This study aims to develop an advanced fractional photo-thermo-viscoelastic model for rotating semiconductor cylindrical structures subjected to thermal and optical loads. By integrating the Atangana–Baleanu fractional Kelvin–Voigt model with a nonlocal Moore–Gibson–Thompson heat equation, the framework captures memory-dependent viscoelastic behavior and finite-speed thermal wave propagation. The objective is to investigate the coupled effects of fractional order, thermal nonlocality, rotation and electromagnetic fields on temperature, stresses, displacement and carrier density, thereby improving the predictive accuracy of semiconductor devices operating under high-frequency and ultra-short laser excitation conditions.
A rotating semiconductor medium with a cylindrical cavity is modeled within a coupled photo-thermo-viscoelastic framework. The constitutive behavior is described using a fractional Kelvin–Voigt model based on the Atangana–Baleanu operator with a generalized Mittag–Leffler kernel, while heat conduction is governed by a nonlocal Moore–Gibson–Thompson equation to ensure finite thermal wave speeds. The governing equations, incorporating magnetic field and optical thermal transfer effects, are formulated in the Laplace transform domain. Analytical–numerical solutions are obtained via Fourier series expansions, enabling systematic parametric analysis of fractional order, relaxation times, thermal nonlocality and rotational velocity.

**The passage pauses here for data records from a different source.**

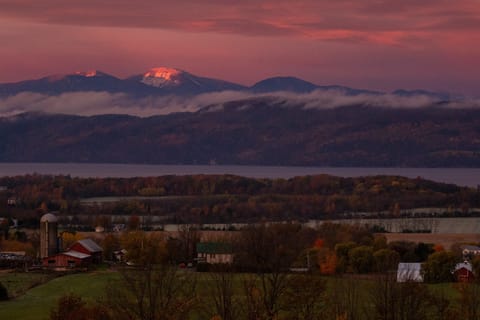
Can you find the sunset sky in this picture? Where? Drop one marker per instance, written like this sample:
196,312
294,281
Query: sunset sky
382,45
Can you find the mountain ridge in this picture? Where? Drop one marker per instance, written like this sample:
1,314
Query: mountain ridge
266,133
180,83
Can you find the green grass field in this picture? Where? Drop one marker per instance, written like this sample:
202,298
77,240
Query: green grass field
37,302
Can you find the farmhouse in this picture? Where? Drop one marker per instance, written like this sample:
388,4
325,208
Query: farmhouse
470,251
89,247
81,254
409,272
214,252
464,272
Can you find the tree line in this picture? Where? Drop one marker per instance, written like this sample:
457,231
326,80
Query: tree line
228,199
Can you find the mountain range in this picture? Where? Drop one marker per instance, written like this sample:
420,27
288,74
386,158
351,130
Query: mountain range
172,81
260,131
277,121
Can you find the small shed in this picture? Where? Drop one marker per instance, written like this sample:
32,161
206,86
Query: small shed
89,247
464,272
470,251
409,271
214,252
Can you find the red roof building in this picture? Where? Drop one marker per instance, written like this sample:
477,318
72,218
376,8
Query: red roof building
81,254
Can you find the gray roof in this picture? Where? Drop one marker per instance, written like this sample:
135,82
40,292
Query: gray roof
76,254
471,248
49,218
409,271
90,245
467,265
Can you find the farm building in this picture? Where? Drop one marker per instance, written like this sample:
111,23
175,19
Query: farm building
464,272
81,254
68,259
470,251
214,252
409,272
90,247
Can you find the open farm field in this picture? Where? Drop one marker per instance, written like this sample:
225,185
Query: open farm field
444,239
36,303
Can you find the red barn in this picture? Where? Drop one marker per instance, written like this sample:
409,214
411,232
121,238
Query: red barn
464,272
68,259
89,247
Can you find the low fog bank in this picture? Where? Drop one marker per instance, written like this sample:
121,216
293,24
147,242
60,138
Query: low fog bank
97,103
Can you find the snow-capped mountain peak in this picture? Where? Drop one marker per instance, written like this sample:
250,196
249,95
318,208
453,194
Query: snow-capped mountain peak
161,76
87,74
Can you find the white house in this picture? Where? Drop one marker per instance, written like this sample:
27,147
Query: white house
409,271
214,252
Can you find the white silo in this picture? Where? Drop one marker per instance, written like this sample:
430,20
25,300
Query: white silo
48,235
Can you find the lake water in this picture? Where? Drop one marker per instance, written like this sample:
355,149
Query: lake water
460,176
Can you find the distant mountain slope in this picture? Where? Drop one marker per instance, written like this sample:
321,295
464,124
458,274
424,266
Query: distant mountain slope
256,131
172,81
81,81
290,84
176,81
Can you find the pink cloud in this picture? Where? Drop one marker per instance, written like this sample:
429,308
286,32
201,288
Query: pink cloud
383,45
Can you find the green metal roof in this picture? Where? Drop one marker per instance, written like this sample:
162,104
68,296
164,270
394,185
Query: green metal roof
214,247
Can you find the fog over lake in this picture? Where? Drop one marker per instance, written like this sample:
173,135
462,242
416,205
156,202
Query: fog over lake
460,176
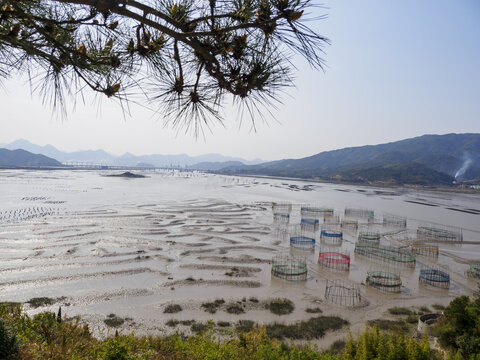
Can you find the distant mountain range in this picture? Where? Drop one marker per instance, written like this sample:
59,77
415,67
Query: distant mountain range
427,159
127,159
22,158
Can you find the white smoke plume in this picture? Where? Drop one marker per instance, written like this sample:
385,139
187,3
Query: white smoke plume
467,161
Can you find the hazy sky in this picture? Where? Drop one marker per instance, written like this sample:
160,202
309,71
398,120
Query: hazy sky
395,69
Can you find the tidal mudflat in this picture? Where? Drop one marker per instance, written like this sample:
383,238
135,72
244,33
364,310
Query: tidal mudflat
173,250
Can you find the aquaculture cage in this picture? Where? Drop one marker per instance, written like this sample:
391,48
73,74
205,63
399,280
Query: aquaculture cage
349,224
369,237
388,254
427,233
394,221
331,219
334,260
310,224
289,268
302,242
312,212
281,218
281,208
434,277
384,281
330,236
359,213
344,293
474,271
428,250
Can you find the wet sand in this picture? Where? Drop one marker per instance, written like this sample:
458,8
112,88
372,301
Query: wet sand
131,247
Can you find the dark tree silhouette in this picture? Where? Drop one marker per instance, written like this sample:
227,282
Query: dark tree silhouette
183,56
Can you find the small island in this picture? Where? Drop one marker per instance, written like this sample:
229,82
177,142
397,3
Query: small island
127,174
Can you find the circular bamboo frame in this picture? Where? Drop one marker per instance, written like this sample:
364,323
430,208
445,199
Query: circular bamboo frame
434,277
384,281
289,268
302,242
334,260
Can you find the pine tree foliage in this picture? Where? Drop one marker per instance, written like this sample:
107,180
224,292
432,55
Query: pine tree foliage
184,56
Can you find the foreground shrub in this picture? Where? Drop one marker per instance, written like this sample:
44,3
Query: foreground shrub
376,344
8,342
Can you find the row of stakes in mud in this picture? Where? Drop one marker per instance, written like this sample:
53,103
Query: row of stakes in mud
292,268
24,214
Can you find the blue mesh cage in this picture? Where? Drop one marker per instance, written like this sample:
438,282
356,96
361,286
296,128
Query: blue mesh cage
434,275
310,221
302,241
330,233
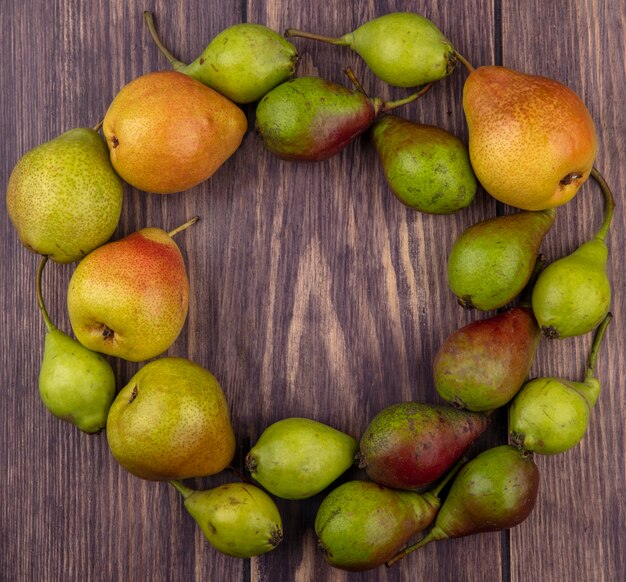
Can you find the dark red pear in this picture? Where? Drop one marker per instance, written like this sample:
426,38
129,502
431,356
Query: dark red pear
484,364
496,490
411,444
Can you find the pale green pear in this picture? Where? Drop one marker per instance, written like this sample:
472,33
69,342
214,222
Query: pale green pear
403,49
63,197
238,519
243,62
296,458
75,384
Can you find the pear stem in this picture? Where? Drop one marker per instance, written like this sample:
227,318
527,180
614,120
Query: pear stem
434,535
312,36
183,226
527,292
597,340
357,85
49,325
182,489
389,105
451,473
609,204
468,66
149,20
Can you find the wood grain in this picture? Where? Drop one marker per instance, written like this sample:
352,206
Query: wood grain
313,293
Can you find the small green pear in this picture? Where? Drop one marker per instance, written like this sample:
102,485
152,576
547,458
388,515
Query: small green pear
75,384
573,295
551,415
403,49
64,198
491,262
243,62
171,421
238,519
426,167
360,525
296,458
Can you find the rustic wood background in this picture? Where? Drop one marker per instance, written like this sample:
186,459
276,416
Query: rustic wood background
313,293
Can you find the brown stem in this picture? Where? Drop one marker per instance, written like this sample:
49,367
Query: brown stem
184,226
464,62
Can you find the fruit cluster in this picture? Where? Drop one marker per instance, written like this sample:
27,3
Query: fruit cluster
129,298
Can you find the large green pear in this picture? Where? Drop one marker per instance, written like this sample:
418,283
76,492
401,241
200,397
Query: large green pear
63,197
401,48
296,458
171,421
238,519
129,298
75,384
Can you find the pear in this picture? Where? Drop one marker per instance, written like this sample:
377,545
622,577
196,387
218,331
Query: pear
129,298
573,294
360,525
238,519
492,261
496,490
551,415
243,62
426,167
63,197
311,119
532,141
75,384
296,458
403,49
171,421
410,445
167,132
483,365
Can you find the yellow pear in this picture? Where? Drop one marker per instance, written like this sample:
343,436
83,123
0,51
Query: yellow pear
532,141
129,298
167,132
171,421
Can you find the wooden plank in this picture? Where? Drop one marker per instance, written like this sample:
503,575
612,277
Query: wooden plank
313,293
578,529
356,287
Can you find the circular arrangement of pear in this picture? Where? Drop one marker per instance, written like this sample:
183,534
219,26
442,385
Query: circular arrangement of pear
171,421
532,143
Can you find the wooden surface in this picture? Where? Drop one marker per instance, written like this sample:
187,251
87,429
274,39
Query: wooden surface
313,293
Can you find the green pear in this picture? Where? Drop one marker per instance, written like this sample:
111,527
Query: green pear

The results demonstrate that fractional-order parameters and thermal nonlocality significantly influence thermal and mechanical wave propagation within the rotating semiconductor structure. Increasing the fractional order enhances memory effects, leading to smoother attenuation and delayed peak responses in temperature, stress and carrier density distributions. The nonlocal thermal parameter ensures finite-speed propagation and reduces unrealistic thermal gradients predicted by classical models. Rotational velocity and magnetic field strength markedly affect stress concentration and displacement near the cylindrical cavity. Overall, the coupled fractional–nonlocal formulation provides more stable and physically consistent predictions under high-frequency and ultra-short laser loading conditions.
This study presents a novel integration of the Atangana–Baleanu fractional Kelvin–Voigt viscoelastic model with a nonlocal Moore–Gibson–Thompson heat conduction equation within a unified photo-thermo-viscoelastic semiconductor framework. Unlike classical and conventional generalized models, the proposed formulation simultaneously captures hereditary memory effects, nonlocal thermal behavior, rotational dynamics, magnetic field influence and optical thermal transfer. The work provides a comprehensive analytical–numerical treatment for rotating semiconductor structures with cylindrical cavities, offering improved physical realism and predictive capability for high-frequency and ultra-short laser applications. To the best of the authors’ knowledge, this combined fractional–nonlocal approach has not been previously reported.